Para Coleman (2003), a ética hacker corre paralelamente à fórmula art pour l’art (arte pela
arte), ou seja, os hackers estão focados na busca pelo conhecimento e o exercício da curiosidade para o
prazer próprio; a prática hacker não é como uma obrigação instrumental, mas uma ação autônoma e de
liberdade que prevalece sobre os interesses meramente instrumentais.
O significado dado por Coleman está em sintonia com a definição da ética hacker,
desenvolvida por Pekka Himanen (2001), filósofo e pensador finlandês, que estabelece uma analogia
entre a ética protestante do espírito do capitalismo de Weber (2004). Se em Weber o trabalho é um
principio ético e moral, que orienta a vida dos indivíduos, tornando-os moralmente obrigados a exercer
um trabalho para valer a sua existência, na ética hacker, esse valor moral do trabalho é colocado em
xeque. Para os hackers o trabalho não está necessariamente associado à obrigação moral, à
necessidade de sobrevivência, à sublimação da vida e dos prazeres terrestres, mas, pelo contrário, está
associada ao prazer, à diversão e à razão social de comunhão e reconhecimento individual pelo
trabalho para o coletivo. Para os hackers, obter reconhecimento numa comunidade que compartilha
suas paixões é mais importante e proporciona mais satisfação que o dinheiro. A diferença fundamental
da ética do Protestantismo é que, para os hackers, o reconhecimento não deve substituir a paixão –
pelo contrário, o reconhecimento deve resultar da paixão, da criação de algo socialmente válido para
essa comunidade criativa.
Eric Raymond conceitua a cultura hacker através da metáfora do bazar e da catedral: no
modelo da catedral um indivíduo ou um pequeno grupo elabora estratégias, modelos, ideias e
produtos, sem qualquer abertura para a participação de outros indivíduos que não foram previamente
74
aceitos ou qualificados para a participação desse grupo. No modelo do bazar, ao contrário, as ideias,
planos, estratégias, pedaços de informações são abertas para que potencialmente todos possam
participar, colaborar na produção e distribuição de um produto que seja coletivo. A multiplicidade dos
pontos de vistas é que é o importante: as ideias iniciais devem ser disseminadas para serem
melhoradas através dos acréscimos e críticas dos outros indivíduos e grupos que possam ter interesse
sobre o tema.

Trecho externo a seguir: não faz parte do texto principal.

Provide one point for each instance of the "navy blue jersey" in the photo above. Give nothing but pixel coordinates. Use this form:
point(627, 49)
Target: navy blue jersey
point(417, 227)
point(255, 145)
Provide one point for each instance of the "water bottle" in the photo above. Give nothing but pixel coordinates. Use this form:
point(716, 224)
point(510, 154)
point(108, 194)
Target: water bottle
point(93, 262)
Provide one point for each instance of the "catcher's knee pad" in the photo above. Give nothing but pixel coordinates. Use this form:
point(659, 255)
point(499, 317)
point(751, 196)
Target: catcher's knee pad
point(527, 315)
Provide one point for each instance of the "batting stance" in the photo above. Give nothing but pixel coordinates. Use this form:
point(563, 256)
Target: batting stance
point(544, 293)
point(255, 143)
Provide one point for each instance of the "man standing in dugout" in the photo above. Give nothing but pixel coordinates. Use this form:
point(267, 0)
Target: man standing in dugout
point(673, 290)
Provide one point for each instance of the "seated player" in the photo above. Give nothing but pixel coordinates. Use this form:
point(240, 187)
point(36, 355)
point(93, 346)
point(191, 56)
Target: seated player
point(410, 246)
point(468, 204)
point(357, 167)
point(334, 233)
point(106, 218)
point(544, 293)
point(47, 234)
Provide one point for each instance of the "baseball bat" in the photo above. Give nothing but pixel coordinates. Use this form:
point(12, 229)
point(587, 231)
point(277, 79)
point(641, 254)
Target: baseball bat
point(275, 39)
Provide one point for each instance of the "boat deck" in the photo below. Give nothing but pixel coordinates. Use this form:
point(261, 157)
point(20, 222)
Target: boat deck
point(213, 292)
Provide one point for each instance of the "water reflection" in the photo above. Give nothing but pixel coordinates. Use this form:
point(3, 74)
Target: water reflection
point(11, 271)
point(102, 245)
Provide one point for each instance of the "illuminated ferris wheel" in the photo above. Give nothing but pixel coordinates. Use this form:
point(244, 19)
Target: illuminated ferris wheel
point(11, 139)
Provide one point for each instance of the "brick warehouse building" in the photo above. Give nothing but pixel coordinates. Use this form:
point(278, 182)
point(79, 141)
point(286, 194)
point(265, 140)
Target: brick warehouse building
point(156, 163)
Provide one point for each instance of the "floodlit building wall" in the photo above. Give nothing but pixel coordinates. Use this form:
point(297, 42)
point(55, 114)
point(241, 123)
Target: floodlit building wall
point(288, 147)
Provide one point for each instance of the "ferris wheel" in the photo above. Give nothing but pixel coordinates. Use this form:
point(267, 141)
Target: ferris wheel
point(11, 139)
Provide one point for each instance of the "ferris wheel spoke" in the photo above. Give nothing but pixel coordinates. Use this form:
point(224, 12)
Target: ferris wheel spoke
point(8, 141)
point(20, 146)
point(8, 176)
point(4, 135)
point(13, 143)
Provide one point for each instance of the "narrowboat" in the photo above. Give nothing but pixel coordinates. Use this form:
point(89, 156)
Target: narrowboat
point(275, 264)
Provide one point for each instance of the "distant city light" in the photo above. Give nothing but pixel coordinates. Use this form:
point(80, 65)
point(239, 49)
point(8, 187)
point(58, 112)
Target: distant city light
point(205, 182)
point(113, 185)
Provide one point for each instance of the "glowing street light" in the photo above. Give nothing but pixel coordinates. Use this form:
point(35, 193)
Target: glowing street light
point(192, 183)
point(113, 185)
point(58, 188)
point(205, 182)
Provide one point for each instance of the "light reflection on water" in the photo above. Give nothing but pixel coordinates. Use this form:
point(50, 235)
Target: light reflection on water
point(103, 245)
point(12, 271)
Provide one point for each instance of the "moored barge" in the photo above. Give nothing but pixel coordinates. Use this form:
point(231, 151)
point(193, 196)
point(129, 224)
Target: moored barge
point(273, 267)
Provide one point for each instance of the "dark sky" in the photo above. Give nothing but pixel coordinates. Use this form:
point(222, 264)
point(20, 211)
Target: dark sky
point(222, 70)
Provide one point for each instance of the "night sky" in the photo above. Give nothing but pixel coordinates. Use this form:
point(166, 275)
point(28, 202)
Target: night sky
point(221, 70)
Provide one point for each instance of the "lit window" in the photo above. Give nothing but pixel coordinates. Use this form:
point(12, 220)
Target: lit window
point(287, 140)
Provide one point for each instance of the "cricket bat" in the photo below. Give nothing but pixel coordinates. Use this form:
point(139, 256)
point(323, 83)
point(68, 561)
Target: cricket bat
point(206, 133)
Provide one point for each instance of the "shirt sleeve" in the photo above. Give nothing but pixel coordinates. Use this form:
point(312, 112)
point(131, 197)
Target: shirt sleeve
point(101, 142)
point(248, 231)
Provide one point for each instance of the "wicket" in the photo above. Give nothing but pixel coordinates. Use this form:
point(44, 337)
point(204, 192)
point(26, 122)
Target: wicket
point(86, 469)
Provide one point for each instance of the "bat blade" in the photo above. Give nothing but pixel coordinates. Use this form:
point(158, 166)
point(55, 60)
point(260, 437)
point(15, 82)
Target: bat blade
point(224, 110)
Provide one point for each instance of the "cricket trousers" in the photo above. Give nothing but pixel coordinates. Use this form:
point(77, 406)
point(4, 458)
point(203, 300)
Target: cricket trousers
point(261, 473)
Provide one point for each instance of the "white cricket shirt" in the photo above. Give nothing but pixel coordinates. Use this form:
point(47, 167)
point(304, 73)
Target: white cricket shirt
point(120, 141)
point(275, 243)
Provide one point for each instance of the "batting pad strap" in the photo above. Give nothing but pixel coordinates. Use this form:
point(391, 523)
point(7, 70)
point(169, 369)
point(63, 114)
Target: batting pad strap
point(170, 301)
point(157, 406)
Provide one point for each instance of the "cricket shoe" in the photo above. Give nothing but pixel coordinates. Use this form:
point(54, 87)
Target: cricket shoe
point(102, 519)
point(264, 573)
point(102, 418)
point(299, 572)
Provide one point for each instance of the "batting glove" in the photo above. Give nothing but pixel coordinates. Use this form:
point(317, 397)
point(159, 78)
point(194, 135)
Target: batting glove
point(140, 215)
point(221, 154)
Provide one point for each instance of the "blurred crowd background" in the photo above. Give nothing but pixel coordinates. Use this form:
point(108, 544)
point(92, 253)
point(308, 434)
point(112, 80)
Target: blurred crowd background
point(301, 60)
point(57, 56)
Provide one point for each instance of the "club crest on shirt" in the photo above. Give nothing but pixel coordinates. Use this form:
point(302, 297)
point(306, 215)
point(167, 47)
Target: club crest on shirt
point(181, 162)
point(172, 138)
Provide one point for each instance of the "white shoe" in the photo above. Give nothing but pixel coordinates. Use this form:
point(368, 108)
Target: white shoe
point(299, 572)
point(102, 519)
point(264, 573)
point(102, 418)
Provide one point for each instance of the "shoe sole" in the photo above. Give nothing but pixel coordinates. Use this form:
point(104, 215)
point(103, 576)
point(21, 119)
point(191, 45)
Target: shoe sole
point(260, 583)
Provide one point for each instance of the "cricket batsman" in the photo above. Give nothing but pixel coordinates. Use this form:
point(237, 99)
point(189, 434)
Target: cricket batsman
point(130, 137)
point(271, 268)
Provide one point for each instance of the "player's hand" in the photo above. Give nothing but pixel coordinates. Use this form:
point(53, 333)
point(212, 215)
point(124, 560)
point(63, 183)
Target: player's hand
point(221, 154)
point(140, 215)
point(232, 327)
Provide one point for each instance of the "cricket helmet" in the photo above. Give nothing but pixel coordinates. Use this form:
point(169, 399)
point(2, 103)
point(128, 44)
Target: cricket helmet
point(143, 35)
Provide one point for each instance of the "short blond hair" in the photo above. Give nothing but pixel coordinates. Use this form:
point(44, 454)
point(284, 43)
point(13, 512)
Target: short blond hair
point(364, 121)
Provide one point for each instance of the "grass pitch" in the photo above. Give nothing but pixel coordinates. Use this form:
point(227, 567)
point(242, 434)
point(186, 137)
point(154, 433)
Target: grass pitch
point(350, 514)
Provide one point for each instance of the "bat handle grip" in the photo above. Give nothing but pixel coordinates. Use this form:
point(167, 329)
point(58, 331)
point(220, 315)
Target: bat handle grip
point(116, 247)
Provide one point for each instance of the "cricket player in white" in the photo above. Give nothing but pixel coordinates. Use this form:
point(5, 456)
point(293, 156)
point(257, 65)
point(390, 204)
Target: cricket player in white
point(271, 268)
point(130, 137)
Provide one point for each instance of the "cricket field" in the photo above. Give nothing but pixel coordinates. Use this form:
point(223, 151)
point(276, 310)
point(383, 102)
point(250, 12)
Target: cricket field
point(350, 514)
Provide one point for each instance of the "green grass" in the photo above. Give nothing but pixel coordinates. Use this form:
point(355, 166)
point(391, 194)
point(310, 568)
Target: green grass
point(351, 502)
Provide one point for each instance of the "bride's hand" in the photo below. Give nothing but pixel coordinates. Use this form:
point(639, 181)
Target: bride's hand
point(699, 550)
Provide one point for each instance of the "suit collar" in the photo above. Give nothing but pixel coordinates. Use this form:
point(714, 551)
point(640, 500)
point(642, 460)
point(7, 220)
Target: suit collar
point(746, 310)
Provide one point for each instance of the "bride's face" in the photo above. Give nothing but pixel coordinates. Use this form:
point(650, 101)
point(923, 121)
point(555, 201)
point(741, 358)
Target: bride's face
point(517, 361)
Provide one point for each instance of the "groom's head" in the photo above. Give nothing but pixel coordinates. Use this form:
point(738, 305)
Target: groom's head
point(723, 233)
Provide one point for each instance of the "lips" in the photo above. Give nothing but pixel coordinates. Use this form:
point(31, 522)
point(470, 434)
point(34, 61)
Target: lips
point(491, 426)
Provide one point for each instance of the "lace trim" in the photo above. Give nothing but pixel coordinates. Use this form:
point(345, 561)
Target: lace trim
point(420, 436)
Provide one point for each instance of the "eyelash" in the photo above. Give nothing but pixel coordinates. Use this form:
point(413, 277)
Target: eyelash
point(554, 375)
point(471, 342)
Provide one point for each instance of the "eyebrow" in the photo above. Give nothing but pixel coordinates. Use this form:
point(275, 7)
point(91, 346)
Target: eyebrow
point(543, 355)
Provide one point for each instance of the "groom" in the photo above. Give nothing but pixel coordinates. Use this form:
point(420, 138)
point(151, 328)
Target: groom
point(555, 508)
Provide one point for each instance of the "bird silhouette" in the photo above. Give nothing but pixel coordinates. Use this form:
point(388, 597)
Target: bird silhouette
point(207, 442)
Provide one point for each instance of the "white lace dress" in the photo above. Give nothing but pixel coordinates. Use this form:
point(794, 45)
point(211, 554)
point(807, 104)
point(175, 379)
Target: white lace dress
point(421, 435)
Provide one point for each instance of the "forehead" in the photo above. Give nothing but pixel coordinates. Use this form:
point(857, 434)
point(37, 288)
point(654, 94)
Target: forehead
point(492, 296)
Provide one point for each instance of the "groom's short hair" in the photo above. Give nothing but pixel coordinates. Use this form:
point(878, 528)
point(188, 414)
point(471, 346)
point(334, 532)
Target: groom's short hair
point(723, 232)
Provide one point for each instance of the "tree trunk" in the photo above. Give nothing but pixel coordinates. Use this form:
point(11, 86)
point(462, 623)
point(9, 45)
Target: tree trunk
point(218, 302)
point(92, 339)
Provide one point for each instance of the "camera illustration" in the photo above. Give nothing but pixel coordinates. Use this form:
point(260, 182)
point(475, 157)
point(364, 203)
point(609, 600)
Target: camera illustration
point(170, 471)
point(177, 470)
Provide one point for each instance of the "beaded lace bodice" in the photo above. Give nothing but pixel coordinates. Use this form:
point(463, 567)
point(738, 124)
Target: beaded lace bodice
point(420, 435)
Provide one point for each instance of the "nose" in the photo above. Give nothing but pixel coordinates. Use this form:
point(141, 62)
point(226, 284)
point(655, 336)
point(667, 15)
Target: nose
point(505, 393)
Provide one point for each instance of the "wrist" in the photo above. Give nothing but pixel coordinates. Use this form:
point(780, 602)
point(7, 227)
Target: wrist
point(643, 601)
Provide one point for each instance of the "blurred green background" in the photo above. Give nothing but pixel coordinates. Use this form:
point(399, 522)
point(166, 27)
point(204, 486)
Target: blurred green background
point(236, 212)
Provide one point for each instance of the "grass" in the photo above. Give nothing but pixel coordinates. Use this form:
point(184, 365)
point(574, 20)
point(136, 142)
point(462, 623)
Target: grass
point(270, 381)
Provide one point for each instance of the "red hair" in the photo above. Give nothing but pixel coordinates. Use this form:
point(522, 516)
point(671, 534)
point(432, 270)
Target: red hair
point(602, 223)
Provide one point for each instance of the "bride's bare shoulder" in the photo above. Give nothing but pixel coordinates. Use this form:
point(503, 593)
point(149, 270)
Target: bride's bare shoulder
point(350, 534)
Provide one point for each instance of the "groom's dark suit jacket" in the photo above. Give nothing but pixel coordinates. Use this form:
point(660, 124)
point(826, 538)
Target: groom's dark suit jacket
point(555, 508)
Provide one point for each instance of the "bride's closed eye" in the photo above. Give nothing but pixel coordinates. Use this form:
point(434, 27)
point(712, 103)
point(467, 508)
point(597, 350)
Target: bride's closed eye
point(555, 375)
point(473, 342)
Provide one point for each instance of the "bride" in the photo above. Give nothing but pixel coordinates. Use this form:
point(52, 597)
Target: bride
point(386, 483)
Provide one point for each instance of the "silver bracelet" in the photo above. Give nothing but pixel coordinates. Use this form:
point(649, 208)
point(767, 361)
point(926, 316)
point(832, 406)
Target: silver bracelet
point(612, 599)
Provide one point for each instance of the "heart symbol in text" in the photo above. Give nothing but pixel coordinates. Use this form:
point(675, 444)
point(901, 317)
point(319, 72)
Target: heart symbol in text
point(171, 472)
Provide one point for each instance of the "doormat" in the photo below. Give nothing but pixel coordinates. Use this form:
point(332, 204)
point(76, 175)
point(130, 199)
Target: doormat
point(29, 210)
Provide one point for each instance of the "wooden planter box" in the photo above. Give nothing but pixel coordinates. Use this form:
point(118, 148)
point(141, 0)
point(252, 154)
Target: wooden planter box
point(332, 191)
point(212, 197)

O bazar contrapõe-se fundamentalmente a catedral porque nesta o produto final é
resultante de poucas contribuições e seus fundamentos não podem ser alterados, tanto por motivos de
proteção legal, quanto pela construção social da legitimidade que lhe cabe o reconhecimento.
Himanen (2001), seguindo os passos de Raymond, fundamenta o conceito da cultura hacker
sob o analogismo entre o mosteiro e a academia. O mosteiro, como o modelo da catedral, representa a
regulação e o controle de quem pode produzir, acessar e utilizar a informação, sempre sob uma
estrutura rígida e hierárquica. A academia, por sua vez, se assemelha ao bazar de Raymond: o modelo
da academia pressupõe um aprendizado aberto e coletivo no qual as teorias e resultados são
produzidos sob acréscimos e críticas de conhecimentos de terceiros. No modelo acadêmico o ponto de
partida é o interesse por um problema ou objetivo no qual um indivíduo ou grupo de pesquisadores se
lançam para encontrar um resultado satisfatório. Nessa busca da solução qualquer um pode utilizar,
criticar e desenvolver a solução mediante informações já prontas e disponíveis para o público. O
processo pela busca de uma solução coletiva, com base nos conhecimentos disponíveis, produz um
efeito de retro-alimentação da cadeia de informações, no qual várias fontes são consultadas, discutidas,
criticadas, e as informações úteis são agregadas e disponibilizadas para que outros indivíduos possam
seguir o encaminhamento, ou tirar suas próprias conclusões a partir das suas experiências próprias.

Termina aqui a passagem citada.